Nephritic syndrome is a clinical picture of glomerular inflammation that leads to:
Haematuria (often dark, cola-coloured urine)
Proteinuria (usually mild–moderate, not nephrotic range)
Hypertension
Oedema (commonly periorbital or in the legs)
Reduced kidney function (low GFR)
🚨 It can progress rapidly, especially in severe cases such as rapidly progressive glomerulonephritis (RPGN).
Glomerular inflammation damages capillary walls.
This allows red blood cells and proteins to leak into urine.
Inflammatory injury also reduces filtration, causing sodium retention, hypertension, and oedema.
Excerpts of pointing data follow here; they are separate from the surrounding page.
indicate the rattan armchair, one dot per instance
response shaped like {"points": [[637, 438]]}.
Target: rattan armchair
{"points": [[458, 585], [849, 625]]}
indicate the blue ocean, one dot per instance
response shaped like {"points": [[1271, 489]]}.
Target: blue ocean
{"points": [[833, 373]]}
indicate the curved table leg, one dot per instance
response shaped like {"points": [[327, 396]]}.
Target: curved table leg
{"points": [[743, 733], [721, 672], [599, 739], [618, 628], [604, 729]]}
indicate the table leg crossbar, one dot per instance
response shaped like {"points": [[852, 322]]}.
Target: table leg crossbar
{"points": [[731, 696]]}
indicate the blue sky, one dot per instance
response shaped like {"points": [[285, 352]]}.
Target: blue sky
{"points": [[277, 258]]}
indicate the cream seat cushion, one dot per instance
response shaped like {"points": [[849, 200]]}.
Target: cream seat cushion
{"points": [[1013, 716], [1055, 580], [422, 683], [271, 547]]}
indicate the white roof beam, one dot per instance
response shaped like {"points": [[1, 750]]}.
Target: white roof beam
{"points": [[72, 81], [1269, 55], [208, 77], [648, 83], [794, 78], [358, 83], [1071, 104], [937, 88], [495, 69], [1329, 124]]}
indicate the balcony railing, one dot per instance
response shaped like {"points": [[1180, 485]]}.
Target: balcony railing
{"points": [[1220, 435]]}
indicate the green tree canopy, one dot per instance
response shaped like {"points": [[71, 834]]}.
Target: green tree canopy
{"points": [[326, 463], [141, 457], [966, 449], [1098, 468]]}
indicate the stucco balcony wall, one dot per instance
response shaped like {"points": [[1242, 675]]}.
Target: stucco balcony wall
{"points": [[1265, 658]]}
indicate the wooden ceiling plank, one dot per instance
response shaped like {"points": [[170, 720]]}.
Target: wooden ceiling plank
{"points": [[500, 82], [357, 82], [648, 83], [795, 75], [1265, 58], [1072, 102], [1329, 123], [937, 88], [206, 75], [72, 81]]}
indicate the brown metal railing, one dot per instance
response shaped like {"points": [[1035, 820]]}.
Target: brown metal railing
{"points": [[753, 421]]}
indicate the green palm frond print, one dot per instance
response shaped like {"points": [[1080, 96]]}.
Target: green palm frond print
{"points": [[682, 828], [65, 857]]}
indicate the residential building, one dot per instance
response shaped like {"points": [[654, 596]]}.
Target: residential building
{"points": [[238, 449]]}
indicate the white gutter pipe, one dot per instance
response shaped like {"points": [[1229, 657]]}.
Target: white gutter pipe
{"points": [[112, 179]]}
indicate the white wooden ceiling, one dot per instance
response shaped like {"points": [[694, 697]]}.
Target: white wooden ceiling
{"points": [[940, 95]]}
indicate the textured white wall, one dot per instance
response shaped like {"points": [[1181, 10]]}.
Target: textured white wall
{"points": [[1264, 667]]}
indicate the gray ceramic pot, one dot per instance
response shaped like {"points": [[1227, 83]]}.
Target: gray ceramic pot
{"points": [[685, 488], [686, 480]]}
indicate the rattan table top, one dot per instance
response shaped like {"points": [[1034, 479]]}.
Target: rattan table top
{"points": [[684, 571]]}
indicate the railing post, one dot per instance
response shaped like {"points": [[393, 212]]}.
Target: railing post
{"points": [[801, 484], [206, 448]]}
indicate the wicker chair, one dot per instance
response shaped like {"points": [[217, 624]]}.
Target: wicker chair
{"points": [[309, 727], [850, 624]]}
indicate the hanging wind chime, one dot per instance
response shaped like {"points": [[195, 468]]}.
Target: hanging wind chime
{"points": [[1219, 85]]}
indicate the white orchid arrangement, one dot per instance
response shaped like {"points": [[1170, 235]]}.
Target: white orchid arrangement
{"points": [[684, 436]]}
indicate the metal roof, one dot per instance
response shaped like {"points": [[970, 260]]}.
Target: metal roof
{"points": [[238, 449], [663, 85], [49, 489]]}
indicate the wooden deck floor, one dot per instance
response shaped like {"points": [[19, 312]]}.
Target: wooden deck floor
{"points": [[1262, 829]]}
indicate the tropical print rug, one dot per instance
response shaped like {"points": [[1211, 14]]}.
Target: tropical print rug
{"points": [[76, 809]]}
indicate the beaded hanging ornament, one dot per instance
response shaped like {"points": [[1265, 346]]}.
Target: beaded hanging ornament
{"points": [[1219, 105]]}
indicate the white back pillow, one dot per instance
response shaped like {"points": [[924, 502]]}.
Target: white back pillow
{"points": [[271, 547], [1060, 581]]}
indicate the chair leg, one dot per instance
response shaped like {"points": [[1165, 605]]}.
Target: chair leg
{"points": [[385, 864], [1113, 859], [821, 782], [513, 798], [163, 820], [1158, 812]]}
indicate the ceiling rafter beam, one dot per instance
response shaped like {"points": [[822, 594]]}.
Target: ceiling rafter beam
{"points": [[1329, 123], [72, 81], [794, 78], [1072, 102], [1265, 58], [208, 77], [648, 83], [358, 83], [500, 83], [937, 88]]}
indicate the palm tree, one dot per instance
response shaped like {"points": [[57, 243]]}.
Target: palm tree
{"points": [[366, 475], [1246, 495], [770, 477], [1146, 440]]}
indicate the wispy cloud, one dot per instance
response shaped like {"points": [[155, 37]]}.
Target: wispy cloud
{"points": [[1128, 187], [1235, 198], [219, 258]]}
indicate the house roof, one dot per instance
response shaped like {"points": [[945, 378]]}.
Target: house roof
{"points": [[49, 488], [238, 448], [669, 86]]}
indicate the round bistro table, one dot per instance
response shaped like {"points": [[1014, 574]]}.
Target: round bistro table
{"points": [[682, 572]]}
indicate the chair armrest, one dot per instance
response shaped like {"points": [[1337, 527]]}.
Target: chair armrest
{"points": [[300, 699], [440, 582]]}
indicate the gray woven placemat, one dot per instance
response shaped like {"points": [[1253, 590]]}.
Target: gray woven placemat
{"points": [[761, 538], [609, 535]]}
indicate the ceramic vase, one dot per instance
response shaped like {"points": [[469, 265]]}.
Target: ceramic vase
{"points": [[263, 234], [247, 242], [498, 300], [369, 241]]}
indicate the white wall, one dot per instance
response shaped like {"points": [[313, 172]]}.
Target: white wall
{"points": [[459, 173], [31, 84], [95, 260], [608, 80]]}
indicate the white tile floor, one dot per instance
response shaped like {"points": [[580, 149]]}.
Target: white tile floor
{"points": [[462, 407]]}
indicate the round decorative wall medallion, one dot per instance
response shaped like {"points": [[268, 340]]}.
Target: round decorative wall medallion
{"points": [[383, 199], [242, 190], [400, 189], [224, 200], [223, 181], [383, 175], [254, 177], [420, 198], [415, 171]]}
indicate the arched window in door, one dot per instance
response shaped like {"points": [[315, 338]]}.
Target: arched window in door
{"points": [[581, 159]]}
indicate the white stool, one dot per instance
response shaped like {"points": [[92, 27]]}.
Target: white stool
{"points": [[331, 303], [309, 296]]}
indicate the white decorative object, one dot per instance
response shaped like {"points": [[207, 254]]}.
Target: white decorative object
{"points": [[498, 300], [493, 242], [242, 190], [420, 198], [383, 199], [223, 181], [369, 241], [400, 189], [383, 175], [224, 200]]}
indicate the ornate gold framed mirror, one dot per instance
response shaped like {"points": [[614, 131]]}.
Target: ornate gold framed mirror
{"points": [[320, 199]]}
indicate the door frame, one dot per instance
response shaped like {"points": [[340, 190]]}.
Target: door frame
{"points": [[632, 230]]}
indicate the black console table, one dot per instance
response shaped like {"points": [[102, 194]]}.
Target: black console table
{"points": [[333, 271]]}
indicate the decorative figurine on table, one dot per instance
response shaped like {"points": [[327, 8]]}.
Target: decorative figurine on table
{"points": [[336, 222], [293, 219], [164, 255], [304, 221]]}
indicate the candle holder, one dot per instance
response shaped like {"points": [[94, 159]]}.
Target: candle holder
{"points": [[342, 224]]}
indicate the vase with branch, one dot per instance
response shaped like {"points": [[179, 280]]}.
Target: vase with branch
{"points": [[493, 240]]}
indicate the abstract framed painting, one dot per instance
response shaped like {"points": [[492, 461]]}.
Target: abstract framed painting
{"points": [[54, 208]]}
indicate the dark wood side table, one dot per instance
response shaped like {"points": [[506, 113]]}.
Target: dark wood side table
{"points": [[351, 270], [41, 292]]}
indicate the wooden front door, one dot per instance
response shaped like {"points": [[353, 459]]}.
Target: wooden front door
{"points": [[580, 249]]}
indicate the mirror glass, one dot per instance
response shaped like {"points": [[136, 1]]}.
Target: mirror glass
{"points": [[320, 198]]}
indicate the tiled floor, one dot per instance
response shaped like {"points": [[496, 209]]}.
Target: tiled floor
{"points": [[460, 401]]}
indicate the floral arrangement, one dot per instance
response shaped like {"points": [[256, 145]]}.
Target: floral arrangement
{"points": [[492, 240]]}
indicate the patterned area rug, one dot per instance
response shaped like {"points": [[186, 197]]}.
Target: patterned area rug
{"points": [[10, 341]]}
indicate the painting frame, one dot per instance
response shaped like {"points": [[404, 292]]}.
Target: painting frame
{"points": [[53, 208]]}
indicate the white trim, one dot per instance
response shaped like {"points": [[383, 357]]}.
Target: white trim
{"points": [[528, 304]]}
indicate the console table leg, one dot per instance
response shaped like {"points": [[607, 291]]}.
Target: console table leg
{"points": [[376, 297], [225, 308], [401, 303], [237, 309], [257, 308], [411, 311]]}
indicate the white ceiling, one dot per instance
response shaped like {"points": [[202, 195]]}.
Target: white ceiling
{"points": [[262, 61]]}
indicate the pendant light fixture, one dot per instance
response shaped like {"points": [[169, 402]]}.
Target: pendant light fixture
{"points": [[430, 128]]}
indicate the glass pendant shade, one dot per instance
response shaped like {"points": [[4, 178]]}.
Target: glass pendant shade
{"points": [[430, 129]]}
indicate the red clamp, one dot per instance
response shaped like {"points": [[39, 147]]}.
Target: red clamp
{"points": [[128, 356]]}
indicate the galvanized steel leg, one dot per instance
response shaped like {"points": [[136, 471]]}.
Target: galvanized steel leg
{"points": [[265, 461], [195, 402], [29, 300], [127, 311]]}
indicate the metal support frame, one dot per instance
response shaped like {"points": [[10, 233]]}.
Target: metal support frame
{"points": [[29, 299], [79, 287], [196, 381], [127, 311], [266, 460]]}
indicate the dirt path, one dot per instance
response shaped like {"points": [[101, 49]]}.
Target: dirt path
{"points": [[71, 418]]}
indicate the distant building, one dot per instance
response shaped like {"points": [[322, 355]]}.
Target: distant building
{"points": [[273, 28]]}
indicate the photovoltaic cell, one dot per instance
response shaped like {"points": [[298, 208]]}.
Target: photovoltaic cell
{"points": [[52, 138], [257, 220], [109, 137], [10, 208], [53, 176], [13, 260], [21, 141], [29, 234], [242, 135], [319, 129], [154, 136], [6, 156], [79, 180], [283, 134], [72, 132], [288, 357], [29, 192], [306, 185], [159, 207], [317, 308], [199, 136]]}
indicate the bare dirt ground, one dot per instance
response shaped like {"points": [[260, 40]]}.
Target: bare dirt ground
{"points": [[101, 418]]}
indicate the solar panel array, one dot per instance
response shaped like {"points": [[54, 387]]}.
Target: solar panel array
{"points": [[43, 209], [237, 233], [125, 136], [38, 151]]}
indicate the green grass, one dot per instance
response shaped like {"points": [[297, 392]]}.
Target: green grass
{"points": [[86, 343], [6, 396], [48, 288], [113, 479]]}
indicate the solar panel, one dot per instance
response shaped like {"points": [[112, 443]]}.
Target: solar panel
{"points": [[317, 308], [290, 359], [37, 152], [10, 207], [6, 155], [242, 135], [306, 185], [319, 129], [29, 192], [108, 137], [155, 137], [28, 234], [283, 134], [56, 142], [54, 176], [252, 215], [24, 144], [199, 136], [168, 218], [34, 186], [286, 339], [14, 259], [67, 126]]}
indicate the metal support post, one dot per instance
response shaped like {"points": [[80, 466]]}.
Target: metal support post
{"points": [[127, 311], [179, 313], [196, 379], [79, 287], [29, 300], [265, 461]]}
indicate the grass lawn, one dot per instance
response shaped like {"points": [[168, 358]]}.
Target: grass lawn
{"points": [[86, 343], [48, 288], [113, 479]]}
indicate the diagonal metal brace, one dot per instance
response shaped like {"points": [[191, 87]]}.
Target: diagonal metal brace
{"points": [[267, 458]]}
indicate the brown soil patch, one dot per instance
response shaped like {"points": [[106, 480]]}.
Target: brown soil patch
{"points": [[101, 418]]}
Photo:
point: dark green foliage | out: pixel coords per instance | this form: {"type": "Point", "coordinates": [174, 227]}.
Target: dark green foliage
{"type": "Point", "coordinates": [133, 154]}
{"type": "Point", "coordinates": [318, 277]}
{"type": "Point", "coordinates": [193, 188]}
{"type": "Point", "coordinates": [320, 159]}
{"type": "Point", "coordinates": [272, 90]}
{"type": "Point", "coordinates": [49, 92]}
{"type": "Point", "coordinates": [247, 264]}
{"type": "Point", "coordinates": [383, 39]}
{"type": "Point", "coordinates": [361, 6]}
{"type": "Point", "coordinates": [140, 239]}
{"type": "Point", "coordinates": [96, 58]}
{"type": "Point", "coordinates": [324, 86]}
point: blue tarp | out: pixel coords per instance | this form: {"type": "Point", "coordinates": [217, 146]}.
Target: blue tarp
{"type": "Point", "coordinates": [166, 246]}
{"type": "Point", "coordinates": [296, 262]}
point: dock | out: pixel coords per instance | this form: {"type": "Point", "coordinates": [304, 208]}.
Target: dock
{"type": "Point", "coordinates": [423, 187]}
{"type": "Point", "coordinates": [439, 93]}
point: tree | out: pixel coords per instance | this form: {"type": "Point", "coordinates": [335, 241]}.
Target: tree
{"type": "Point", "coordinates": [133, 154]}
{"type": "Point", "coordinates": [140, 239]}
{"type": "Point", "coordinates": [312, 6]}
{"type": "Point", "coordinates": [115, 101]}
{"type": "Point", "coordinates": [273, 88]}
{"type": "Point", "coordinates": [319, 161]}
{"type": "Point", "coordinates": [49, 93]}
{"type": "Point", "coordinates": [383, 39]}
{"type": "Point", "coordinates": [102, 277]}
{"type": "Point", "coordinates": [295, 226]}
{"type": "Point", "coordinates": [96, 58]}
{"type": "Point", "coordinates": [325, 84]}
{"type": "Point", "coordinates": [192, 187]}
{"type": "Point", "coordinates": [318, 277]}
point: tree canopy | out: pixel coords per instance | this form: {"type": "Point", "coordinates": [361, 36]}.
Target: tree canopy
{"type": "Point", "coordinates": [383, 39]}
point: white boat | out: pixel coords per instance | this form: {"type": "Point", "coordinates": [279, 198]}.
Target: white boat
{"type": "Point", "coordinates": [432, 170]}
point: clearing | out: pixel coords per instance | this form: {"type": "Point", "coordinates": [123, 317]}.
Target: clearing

💡 A key urine clue is the presence of red cell casts, which strongly suggests glomerular bleeding.
Cause | Typical Context |
---|---|
Post-streptococcal GN | Children, after throat/skin infection |
IgA nephropathy | Young adults, haematuria after URTI |
Lupus nephritis | Patients with systemic lupus erythematosus |
Membranoproliferative GN | Often infection-related or with immune complexes |
Rapidly progressive GN (RPGN) | ANCA vasculitis, anti-GBM disease, severe lupus |
Alport syndrome | Inherited, with hearing loss and eye involvement |
🚨 RPGN is a medical emergency and can cause renal failure within days to weeks.
Haematuria (microscopic or visible)
Oedema (especially around eyes, legs)
Hypertension
Oliguria (low urine output)
Proteinuria (but not usually nephrotic range)
Symptoms linked to cause (rash in lupus, sore throat post-strep, arthralgia in autoimmune disease)
Urine dipstick/microscopy: blood, protein, red cell casts
Blood tests: U&E, creatinine, eGFR
Serology: may help point to cause (e.g. ANA for lupus, ANCA for vasculitis)
Imaging: renal ultrasound mainly to exclude obstruction
Renal biopsy: often needed in adults for diagnosis and treatment planning
💡 A renal biopsy is especially important in suspected RPGN to guide urgent therapy.
Supportive care: fluid and salt control, diuretics for oedema, blood pressure management, dialysis if severe
Treat underlying cause: e.g. immunosuppression in autoimmune disease, supportive care post-streptococcal infection
Urgent therapy may be life-saving in RPGN (specialist input needed)
🚨 Always involve nephrology early if RPGN is suspected.
Acute kidney injury (AKI)
Chronic kidney disease (CKD)
Pulmonary oedema
End-stage renal disease if uncontrolled
Feature | Nephritic | Nephrotic |
---|---|---|
Proteinuria | Mild–moderate | Heavy (>3.5 g/day) |
Haematuria | Common | Rare |
Oedema | Periorbital/leg, moderate | Generalised, severe |
BP | Often raised | May be normal or raised |
Serum albumin | Normal/slightly ↓ | Markedly ↓ |
Lipids | Normal/mild ↑ | High (hyperlipidaemia) |
Key risk | AKI, CKD | Thrombosis, infection |
💡 Nephritic = inflammation, Nephrotic = permeability defect.
Fries Tips
Think of nephritic syndrome when you see haematuria, proteinuria, and hypertension together.
Red cell casts on microscopy are a hallmark sign.
Always consider autoimmune causes in adults.
Rapidly progressive cases need urgent specialist treatment.
Distinguishing nephritic from nephrotic syndrome is crucial for management decisions.